Myth #1: The rise in the number of people identifying as transgender, non-binary, or gender non-conforming is due to a trend or a “social contagion.”
Reality: The number of transgender people has remained relatively steady over time, but the trend of more youth identifying as transgender is likely due to increased social acceptance and a rise in transgender-specific surveys and studies. The narrative that the number of transgender individuals has suddenly increased is not only misleading but also harms trans people. Though open hostility towards trans individuals has increased in past years, today’s environment remains more welcoming of youth coming out as transgender than that of the past.

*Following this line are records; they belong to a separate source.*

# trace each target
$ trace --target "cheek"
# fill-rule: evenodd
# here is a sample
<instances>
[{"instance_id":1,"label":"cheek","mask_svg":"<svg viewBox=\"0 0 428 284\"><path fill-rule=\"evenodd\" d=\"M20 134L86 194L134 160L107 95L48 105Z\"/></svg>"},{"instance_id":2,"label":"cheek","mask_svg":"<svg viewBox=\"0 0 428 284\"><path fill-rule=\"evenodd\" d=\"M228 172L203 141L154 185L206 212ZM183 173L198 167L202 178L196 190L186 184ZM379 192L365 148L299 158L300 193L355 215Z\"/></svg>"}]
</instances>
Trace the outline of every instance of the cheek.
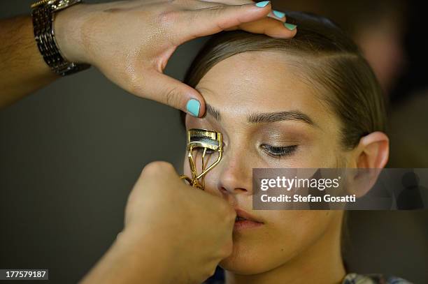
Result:
<instances>
[{"instance_id":1,"label":"cheek","mask_svg":"<svg viewBox=\"0 0 428 284\"><path fill-rule=\"evenodd\" d=\"M271 211L258 231L234 234L232 254L220 262L227 270L259 274L302 256L325 233L331 220L329 211Z\"/></svg>"}]
</instances>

This also explains the increase in middle-aged and senior individuals coming out as trans for the first time.
Myth #2: Transitioning is as simple as getting gender affirmation surgery.
Reality: Transitioning is a long and complicated process and is not limited to medical procedures. While transitioning, trans individuals make various changes to express their gender identity in a way that truly represents themselves. This can include “easier” changes, like a different clothing style or the use of makeup, and more extensive changes, such as hormonal therapy and gender-affirming surgery, which occur over longer periods of time. Transitioning can especially be difficult for minors, as they cannot decide to do so on their own. Assuming they have parental/family approval, medical care options can be extremely limited for children up until age 14-16. Thus, their transitions are largely focused on social changes. If they want to medically transition with puberty blockers, they have to be diagnosed with gender dysphoria, which is prolonged by requirements for multiple rounds of counseling. Additionally, a patient may wait years before getting an appointment. Thus, transitioning is a journey, not a single decision made at one point in time.
Myth #3: Most trans people regret getting gender-affirming treatment.
Reality: A systematic review published by the National Library of Medicine found that only 1% of people regretted getting gender-affirming surgery. In comparison, at least 20% of US adults with tattoos regret getting them. Over 60% of people regret getting cosmetic/plastic surgery. Twenty percent of people regret combining finances after marriage. Additionally, especially for trans youth, gender-affirming surgeries or treatment usually occur after years of discussion with doctors and/or family, which allows the patient to make informed decisions about their health. Despite having higher regret rates, there is not a call from lawmakers to ban tattoos, plastic surgery, or married couples trying to merge their bank accounts. Therefore, they should not be able to interfere with a trans person’s decision to undergo gender-affirming treatment.
These are just three of the numerous myths, misconceptions, and stereotypes that are continuously being spread to target, delegitimize, and harm the trans community. As more legal, medical, economic, and social obstacles stand in the way of trans and LGBTQ+ individuals, it is important to consult numerous resources after seeing a statement that claims to be a universal truth or experience within the community.